Johan Hendrik van Mastenbroek has become known as a painter of the Rotterdam harbours, the Maas and the Zuiderzee works. His work documents, as it were, the great technical progress and the rapidly increasing activity in the Rotterdam harbors after 1900. The painter liked to sketch outside in rainy weather because of the beauty of the skies and the bright colors: 'I could stand and feast on the wonderful cloud formations and of the color-rich battle between sun and clouds', he wrote to a friend in 1945. Mastenbroek was already widely successful in his lifetime with his impressionistic work. He was one of the best paid painters affiliated with the Haagse Kunstkring and the Hollandsche Teeken-Maatschappij and was a welcome exhibitor at Art et Amicitiae in Amsterdam. In 1931 he painted his most important industrial series, a large series of drawings and paintings about the reclamation of the Zuiderzee and the closing of the Afsluitdijk.

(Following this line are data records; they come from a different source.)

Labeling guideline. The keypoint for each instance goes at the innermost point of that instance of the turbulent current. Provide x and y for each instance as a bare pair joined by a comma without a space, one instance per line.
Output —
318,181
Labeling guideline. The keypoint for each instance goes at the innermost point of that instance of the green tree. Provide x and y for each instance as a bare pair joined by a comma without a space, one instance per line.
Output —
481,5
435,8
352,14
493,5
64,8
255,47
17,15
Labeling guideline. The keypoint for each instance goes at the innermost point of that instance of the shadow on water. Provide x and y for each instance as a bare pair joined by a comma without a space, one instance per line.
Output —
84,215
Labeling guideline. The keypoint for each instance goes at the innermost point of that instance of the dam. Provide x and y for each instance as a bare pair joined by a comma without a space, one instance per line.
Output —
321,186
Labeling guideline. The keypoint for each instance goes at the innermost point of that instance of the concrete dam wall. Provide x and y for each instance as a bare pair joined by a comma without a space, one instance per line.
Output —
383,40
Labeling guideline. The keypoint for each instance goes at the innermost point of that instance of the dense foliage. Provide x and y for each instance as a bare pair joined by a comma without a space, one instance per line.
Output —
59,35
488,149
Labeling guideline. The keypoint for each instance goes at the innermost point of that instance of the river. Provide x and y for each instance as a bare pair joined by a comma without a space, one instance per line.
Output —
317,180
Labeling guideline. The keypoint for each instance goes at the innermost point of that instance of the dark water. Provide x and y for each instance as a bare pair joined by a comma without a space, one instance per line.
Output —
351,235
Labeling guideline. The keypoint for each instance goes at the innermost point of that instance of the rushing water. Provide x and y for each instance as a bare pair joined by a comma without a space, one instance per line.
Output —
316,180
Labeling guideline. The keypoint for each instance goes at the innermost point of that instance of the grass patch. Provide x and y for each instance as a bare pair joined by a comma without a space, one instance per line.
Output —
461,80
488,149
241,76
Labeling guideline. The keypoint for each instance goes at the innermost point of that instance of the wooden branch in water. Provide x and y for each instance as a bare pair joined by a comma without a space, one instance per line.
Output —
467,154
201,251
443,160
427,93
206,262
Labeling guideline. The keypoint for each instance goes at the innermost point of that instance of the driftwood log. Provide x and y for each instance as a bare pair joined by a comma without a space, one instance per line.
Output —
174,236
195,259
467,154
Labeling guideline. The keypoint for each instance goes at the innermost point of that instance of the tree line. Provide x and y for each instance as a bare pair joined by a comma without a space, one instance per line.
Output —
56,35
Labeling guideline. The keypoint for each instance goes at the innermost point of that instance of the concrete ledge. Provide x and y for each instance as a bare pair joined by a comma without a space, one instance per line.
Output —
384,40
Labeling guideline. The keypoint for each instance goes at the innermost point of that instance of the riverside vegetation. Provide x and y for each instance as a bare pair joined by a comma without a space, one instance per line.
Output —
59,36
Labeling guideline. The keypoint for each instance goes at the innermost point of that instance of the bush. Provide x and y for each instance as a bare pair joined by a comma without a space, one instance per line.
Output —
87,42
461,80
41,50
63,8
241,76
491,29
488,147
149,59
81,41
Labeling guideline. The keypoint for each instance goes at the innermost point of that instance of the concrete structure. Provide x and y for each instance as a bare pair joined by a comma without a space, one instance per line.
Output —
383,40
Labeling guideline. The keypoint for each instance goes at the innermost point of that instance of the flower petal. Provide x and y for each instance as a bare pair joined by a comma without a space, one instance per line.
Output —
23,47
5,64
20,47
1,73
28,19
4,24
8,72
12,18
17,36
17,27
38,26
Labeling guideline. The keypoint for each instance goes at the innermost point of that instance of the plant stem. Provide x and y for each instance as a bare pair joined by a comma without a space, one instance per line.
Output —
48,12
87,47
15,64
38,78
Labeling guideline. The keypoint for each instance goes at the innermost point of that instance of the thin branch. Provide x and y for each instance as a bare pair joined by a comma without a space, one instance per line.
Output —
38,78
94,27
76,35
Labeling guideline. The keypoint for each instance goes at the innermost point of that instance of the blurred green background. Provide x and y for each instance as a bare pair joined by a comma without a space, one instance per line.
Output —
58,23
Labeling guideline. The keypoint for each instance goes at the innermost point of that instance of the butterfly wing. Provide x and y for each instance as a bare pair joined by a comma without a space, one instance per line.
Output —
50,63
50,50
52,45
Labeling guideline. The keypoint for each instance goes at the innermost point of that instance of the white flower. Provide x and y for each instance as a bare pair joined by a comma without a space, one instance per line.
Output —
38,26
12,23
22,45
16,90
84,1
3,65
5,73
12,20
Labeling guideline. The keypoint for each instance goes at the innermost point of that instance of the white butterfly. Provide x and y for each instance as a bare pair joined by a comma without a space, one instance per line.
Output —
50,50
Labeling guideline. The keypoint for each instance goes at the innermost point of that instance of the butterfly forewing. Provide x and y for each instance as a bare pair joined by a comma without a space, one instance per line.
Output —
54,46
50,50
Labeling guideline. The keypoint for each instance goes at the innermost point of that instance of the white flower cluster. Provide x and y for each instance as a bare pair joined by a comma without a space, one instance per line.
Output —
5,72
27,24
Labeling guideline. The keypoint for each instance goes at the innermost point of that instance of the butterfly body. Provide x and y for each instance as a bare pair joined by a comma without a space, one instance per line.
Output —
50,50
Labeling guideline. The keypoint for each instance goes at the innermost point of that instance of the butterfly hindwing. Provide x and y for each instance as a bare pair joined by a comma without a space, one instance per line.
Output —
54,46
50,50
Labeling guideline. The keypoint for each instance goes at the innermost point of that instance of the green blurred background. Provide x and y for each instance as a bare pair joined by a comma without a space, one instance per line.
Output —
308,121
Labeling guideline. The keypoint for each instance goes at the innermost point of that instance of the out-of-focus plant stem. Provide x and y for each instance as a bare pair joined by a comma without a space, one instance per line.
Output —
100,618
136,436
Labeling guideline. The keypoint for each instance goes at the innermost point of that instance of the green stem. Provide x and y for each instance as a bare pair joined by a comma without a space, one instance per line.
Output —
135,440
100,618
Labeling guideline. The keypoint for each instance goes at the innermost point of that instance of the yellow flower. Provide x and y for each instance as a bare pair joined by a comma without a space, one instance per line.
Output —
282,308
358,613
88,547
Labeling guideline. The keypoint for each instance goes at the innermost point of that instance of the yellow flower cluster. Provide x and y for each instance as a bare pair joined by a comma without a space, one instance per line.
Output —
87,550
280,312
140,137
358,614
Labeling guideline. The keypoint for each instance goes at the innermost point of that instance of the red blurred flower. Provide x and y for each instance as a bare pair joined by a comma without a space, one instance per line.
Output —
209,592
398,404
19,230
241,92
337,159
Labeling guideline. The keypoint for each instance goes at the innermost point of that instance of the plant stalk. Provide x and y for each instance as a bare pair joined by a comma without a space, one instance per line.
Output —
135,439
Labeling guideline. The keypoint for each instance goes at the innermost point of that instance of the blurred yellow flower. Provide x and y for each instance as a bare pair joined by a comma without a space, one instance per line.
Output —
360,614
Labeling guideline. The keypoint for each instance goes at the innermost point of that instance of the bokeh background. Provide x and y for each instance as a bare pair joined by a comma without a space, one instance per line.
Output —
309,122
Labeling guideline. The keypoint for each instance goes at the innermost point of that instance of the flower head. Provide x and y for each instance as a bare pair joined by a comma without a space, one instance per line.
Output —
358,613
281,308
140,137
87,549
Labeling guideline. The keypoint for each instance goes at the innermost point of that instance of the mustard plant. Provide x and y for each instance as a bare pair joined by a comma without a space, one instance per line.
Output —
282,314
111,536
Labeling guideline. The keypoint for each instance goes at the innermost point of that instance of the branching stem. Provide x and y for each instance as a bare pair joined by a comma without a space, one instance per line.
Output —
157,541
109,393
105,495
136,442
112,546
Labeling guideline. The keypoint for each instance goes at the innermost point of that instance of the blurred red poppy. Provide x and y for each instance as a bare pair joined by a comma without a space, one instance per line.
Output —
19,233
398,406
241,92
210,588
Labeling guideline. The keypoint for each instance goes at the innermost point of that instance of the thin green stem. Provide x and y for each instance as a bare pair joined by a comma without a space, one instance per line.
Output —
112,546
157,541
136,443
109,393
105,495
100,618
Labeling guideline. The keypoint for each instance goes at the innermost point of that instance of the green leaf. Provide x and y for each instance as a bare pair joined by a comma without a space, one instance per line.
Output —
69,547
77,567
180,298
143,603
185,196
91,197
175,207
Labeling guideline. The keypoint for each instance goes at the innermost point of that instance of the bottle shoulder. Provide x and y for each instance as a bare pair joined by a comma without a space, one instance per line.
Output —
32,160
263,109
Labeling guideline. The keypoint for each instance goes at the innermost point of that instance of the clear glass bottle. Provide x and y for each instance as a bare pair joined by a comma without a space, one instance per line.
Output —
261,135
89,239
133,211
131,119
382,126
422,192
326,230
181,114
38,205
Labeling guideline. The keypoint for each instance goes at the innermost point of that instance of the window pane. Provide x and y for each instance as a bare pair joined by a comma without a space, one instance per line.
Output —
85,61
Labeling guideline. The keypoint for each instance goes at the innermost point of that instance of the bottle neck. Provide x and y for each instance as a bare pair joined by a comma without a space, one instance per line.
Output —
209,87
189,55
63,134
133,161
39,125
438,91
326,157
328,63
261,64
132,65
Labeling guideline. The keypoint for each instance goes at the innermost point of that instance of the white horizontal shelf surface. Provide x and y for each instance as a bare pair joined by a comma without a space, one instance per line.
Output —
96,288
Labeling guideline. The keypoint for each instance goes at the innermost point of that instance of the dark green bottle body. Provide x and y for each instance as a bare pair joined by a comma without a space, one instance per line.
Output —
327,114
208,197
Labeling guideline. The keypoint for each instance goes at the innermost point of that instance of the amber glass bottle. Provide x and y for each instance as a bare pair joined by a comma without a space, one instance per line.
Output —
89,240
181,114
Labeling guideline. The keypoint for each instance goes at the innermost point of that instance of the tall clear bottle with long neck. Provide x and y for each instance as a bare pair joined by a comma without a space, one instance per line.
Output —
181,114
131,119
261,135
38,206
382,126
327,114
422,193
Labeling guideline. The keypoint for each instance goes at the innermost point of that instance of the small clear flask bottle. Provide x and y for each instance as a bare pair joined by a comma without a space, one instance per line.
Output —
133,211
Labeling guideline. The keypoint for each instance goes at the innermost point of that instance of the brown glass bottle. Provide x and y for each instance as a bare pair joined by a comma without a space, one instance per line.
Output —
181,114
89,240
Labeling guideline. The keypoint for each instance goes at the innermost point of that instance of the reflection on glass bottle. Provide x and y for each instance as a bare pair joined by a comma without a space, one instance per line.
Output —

Mastenbroek knew at a young age that he wanted to be a painter. The son of a paint dealer, picture seller and painter, he initially works in his father's business as a house painter and decorator. In the evening he takes classes at the academy in Rotterdam. Soon he can devote himself entirely to painting, with which he achieves more and more success.
Even during his lifetime, Mastenbroek was counted among the late bloomers of the Hague School. His atmospheric images of the Rotterdam harbors with high cloudy skies, which he often painted outdoors, are strongly inspired by the work of Jacob Maris. Van Mastenbroek emerges as the chronicler of the new era through his fascination with the development of Rotterdam as a world port at the beginning of the twentieth century. In his paintings he accurately records the activities in the port area, with increasingly modern motorboats, smoking steamers, cranes and dredgers. In the foreground dockworkers working or eating, figures in a boat or walkers on a quay.
In the first place, Mastenbroek was a harbor painter, but as an avid hunter he also painted hunting scenes. These are mainly landscapes decorated with hunters, dogs, invading ducks and pheasants. Just as he recorded the activity of the workers and skippers in the ports, he drew the activity of the hunters in the field. They are busy setting out decoy ducks, looking for snipe beds or 'beating out' a hedge. The old world with its pristine nature and vast landscapes united in its landscapes with the new age and all its technical possibilities.
In 1912 he moves from Rotterdam to Scheveningen. In his villa 'Quambi' he makes his oil paints in the studio that he had built near the house. For years he traveled by train and tram to his beloved Rotterdam to walk around and work there. From the second half of the 1920s, his work was considered somewhat less popular and old-fashioned, and he reached an artistic impasse. The assignment he received from the Ministry of Water Management in 1931 to record the reclamation of the Zuiderzee and the reclamation of the Noordoostpolder came at the right time.